England was giving itself a medical, and the workers in the Richmond tennis-play were the cold probe of the stethoscope.
Triumff walked into the hive of industry, nodded to a couple of senior curates who recognised him, and made for the partitioned side-office at the end of play beneath the quarré. He could hear Woolly's voice from within.
The cardinal was at his desk, conversing with four curates and a secretary from the Privy Council. They seemed to be discussing a point of law, which, if carried over, would allow the Crown to seize Salisbury's lands as a penalty for his treason. Salisbury was doomed to meet with the axeman on Wednesday, and Woolly was deciding the fate of his heirs and dependants.
When he saw Triumff enter, Woolly dismissed the clerics, and ushered his guest to a seat.

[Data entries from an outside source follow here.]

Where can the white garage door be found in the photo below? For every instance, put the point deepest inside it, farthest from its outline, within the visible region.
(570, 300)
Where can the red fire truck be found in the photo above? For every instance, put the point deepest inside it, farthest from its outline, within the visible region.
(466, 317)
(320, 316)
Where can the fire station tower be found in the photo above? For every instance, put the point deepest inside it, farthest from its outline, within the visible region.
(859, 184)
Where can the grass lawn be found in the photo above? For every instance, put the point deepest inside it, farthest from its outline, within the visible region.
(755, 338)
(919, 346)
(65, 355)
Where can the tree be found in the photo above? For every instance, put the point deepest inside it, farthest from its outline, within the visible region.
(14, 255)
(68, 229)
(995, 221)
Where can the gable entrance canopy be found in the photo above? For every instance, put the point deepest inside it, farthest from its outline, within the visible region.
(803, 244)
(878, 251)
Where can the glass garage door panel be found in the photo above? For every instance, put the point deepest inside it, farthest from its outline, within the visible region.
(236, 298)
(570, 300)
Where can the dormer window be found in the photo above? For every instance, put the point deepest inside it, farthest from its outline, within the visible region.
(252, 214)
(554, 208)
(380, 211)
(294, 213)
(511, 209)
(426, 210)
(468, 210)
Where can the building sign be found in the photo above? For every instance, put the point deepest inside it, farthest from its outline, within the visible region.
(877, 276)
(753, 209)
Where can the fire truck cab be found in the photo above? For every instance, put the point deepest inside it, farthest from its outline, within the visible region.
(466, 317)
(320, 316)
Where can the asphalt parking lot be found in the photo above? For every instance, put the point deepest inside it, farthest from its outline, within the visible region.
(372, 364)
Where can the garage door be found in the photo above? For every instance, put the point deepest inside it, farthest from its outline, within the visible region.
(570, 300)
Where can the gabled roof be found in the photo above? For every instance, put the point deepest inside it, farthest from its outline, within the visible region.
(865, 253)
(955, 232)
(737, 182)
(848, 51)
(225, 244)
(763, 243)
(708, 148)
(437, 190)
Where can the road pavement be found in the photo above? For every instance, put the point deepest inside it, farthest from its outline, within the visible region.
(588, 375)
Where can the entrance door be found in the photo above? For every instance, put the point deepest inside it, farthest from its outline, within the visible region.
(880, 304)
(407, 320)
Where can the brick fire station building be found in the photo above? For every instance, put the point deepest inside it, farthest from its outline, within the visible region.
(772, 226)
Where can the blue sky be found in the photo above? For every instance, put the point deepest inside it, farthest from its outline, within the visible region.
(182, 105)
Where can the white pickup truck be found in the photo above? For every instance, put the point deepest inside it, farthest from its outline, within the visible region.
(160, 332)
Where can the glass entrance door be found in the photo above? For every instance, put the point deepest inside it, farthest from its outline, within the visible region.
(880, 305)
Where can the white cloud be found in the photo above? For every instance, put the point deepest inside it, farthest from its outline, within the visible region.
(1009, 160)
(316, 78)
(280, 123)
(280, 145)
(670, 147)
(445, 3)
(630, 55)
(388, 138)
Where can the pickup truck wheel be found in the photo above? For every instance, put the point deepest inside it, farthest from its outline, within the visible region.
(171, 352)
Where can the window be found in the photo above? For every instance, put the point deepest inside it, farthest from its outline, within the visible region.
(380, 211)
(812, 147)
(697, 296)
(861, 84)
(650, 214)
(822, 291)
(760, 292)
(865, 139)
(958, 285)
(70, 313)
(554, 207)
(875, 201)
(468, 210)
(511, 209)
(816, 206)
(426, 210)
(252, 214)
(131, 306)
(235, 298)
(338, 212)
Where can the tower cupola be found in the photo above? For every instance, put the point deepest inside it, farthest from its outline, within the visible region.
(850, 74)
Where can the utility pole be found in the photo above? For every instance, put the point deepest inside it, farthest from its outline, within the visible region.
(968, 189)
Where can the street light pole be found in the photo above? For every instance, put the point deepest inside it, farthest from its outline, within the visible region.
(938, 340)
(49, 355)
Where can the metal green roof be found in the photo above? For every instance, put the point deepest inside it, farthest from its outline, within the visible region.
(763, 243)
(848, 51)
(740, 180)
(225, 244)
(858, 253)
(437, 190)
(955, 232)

Sir Rupert sat slowly, as carefully as his mending injuries would allow. Only a small bandage on his right hand gave away his hurt, but Woolly knew that a great deal more bandage wrapped his back, arms and thighs. The impact of Jaspers's body had exploded the Cantriptic orbs, and Triumff had been peppered by crystal shards before the force of the phlogestonic blast had lifted him sheer to the end of the chamber.

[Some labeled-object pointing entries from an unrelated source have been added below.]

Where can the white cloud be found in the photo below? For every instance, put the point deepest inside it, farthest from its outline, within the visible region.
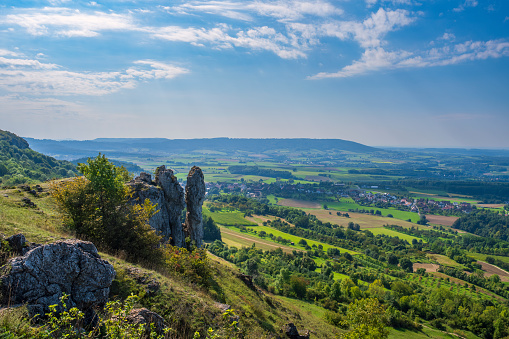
(372, 60)
(379, 59)
(32, 107)
(448, 37)
(68, 23)
(467, 3)
(5, 52)
(258, 38)
(371, 3)
(36, 78)
(370, 32)
(285, 10)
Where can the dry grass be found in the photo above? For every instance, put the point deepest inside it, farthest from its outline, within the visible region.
(441, 219)
(427, 267)
(365, 221)
(299, 203)
(491, 270)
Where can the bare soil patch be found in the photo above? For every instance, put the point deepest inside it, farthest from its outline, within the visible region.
(491, 205)
(317, 178)
(365, 221)
(298, 203)
(444, 220)
(491, 270)
(427, 267)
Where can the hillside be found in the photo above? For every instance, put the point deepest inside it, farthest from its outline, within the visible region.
(19, 164)
(187, 307)
(72, 149)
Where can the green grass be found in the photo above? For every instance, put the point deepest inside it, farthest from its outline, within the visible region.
(347, 203)
(391, 233)
(41, 224)
(482, 257)
(228, 218)
(295, 239)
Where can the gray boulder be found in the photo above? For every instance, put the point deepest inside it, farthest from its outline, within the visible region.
(168, 196)
(143, 316)
(43, 274)
(195, 196)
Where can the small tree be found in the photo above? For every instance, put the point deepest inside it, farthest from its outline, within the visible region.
(368, 320)
(96, 207)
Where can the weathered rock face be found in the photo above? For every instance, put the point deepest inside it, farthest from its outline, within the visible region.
(39, 278)
(143, 316)
(169, 196)
(175, 202)
(195, 196)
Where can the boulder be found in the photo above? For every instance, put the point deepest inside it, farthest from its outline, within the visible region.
(291, 332)
(17, 242)
(175, 203)
(195, 196)
(170, 200)
(143, 316)
(43, 274)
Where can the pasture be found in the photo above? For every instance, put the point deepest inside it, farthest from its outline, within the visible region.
(391, 233)
(365, 221)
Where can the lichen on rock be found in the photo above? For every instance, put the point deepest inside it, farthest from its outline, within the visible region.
(45, 273)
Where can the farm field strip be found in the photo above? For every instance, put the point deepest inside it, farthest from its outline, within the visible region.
(365, 221)
(295, 239)
(246, 240)
(392, 233)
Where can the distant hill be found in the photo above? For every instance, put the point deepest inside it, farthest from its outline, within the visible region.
(132, 168)
(19, 164)
(73, 149)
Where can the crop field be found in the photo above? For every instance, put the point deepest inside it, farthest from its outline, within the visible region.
(444, 260)
(298, 203)
(296, 239)
(391, 233)
(346, 204)
(491, 270)
(238, 239)
(229, 218)
(482, 257)
(365, 221)
(441, 219)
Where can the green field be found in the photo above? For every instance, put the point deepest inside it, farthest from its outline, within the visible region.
(347, 203)
(296, 239)
(391, 233)
(228, 218)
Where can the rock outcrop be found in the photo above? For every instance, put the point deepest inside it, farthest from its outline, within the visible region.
(166, 192)
(291, 332)
(43, 274)
(143, 316)
(195, 196)
(168, 195)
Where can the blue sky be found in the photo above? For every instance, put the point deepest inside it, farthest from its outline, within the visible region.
(379, 72)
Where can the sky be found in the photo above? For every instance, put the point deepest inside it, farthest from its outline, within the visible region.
(408, 73)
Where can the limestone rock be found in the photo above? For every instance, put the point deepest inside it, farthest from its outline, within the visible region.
(175, 202)
(17, 242)
(291, 332)
(39, 278)
(195, 196)
(170, 199)
(168, 195)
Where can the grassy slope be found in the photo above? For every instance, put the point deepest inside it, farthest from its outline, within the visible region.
(186, 307)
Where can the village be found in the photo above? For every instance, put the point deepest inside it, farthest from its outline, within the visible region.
(324, 191)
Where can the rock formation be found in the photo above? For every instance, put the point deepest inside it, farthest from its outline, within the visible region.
(166, 192)
(168, 195)
(195, 196)
(39, 278)
(143, 316)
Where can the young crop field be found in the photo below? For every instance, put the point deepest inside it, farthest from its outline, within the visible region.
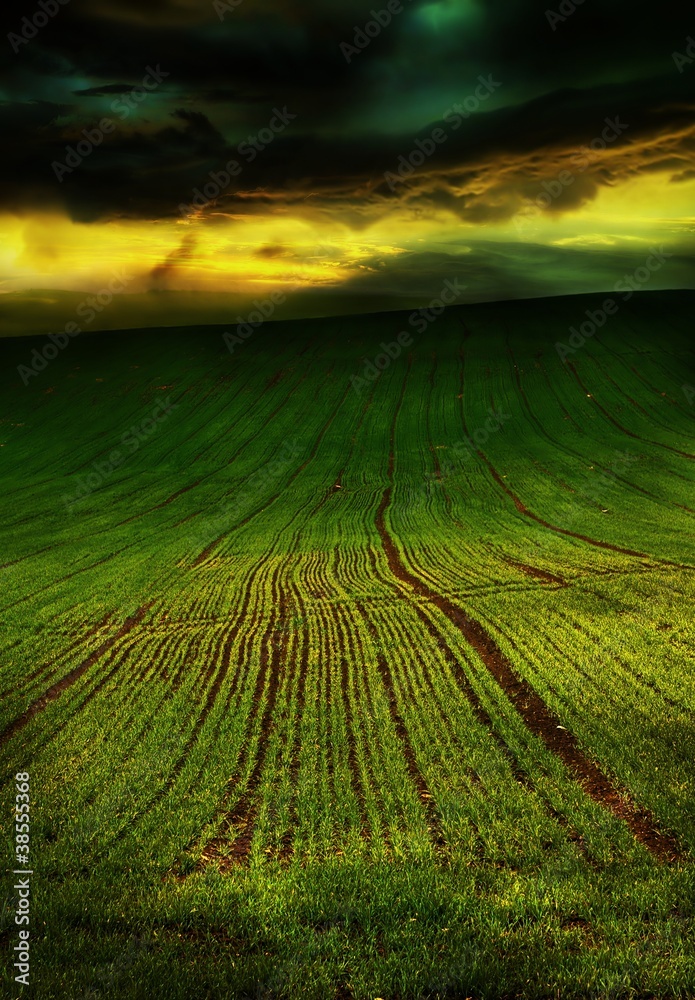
(342, 674)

"I didn't expect you here so soon. Should you not be resting?"
Triumff shook his head.
"I have the Queen's own physician at my chamber door every quarter-hour," he said, "two of the Guild elders treating me to post-Goetic shock therapy, Agnew concocting every remedy in his damned family herbal, and Doll fussing around me as if I was a newborn babe."
Woolly smiled.
"You deserve no less, Sir Rupert," he said. "You have done the Unity a great service in the last days, at no small risk to yourself."

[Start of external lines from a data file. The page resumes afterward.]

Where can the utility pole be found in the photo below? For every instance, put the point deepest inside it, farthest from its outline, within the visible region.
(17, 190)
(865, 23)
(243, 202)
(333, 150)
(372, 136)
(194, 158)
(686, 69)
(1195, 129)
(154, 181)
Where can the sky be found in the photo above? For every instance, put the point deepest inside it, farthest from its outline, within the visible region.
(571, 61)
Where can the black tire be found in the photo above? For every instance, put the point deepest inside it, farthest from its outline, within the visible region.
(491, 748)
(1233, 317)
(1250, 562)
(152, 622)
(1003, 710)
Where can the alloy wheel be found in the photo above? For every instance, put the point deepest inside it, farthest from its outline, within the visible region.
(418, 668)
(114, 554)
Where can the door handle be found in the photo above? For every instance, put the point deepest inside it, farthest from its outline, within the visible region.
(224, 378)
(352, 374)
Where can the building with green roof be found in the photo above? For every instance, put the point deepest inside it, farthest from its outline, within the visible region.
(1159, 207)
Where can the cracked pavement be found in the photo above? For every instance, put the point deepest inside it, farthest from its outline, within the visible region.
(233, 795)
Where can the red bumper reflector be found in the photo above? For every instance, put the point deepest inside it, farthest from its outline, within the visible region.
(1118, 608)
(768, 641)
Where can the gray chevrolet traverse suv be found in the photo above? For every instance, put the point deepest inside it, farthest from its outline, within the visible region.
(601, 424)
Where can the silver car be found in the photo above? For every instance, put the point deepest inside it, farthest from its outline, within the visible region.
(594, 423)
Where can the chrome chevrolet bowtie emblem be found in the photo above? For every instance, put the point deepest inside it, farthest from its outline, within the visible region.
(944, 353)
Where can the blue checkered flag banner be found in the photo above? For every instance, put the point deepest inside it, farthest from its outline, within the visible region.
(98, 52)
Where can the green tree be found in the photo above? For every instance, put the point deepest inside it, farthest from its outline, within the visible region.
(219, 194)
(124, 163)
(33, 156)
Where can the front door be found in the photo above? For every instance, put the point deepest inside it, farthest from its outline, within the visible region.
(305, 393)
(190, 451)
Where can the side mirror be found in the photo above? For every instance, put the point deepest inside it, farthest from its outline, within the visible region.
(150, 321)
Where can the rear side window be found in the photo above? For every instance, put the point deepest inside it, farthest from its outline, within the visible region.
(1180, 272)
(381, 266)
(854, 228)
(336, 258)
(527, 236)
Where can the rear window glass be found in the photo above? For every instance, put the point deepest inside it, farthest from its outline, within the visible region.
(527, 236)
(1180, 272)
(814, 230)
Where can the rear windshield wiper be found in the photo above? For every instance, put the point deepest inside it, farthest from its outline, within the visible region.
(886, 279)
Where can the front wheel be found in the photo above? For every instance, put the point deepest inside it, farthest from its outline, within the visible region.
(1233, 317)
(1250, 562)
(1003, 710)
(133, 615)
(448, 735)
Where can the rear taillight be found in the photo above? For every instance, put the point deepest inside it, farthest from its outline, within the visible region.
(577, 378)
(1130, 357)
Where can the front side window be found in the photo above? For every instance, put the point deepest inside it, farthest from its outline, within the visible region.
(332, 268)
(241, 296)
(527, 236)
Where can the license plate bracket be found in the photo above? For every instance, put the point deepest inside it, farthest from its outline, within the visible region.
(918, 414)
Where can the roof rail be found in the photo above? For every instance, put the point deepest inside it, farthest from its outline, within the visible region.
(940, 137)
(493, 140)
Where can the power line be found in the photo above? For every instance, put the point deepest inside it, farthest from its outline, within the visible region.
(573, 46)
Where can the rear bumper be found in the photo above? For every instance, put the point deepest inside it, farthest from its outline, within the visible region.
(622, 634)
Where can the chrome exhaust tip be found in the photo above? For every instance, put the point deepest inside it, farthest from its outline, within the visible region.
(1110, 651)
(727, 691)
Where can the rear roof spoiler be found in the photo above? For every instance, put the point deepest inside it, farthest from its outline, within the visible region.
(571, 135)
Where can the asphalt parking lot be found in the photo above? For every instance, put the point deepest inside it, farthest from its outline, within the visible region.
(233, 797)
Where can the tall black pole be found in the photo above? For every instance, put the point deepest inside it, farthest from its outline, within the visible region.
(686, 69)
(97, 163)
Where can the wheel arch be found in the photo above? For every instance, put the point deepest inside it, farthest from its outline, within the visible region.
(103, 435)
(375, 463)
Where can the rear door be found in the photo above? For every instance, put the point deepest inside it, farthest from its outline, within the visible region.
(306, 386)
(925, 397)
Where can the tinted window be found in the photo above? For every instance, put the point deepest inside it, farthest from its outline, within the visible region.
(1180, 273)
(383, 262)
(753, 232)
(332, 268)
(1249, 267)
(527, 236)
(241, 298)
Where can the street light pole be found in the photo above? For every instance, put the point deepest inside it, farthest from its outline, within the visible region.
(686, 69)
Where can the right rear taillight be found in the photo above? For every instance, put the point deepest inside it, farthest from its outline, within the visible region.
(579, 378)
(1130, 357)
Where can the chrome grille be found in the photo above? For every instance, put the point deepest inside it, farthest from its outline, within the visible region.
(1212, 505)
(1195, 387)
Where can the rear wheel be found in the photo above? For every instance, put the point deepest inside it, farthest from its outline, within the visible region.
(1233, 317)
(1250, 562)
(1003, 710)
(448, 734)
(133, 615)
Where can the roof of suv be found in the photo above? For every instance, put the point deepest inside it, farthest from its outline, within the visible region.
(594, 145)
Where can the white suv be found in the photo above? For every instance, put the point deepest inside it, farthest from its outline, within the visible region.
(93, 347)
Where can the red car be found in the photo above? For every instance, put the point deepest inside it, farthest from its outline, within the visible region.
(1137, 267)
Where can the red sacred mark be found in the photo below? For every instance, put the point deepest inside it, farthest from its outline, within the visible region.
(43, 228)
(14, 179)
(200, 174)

"This hour has had many heroes, your worship: Gull, de Quincey, the old dam from Suffolk, the Italian fellow"
Woolly got to his feet, and smoothed his velvet gown.
"Indeed," he said, "and each will be rewarded and celebrated as is his or her due. Lord Gull is to be decorated and made a gift of lands. De Quincey is to be given a stipend and a promotion. Mother Grundy and Giuseppe Giuseppo, both of whom came to our aid unbidden, are to be rewarded with whatever they desire."
"But for them," said Triumff with heartfelt relief, "the Cantrip explosion would have levelled London. Only their Arte contained it and focused it up out of harm's way."
"So it would seem," Woolly said, frowning. "I would dearly love to know how they did that, but it would be churlish and unseemly to interview those who have selflessly aided us." Woolly reached into his desk drawer and produced two sealed envelopes and a small felt pouch.
"Other matters I can attend to now," he said, handing one of the envelopes to Triumff. "Please convey this to your man, Agnew. It is a letter of gratitude and commendation signed by Her Majesty. There is also a bank draft for twenty guineas that he may lavish on himself and your noble savage."
Triumff chuckled and took the envelope. Woolly handed him the second. "It is said, a third man assisted in their part of the affair, a man who perhaps was once of the Service. I will not press you concerning him, for I believe he lives in a clandestine manner. If you ever happen across him, give him this: twenty guineas, and an invitation to approach me once more. The Unity has need of honest, well-trained men in these days."
Woolly slid the pouch across the table. "For your lady, Mistress Taresheet, an item of jewellery from the Queen's jewelbox, which Her Majesty hopes will convey both her appreciation of the performance, and her gratitude for Mistress Taresheet's swift and successful action."
"You don't need to pay us all off, your worship. We did what we did because it mattered."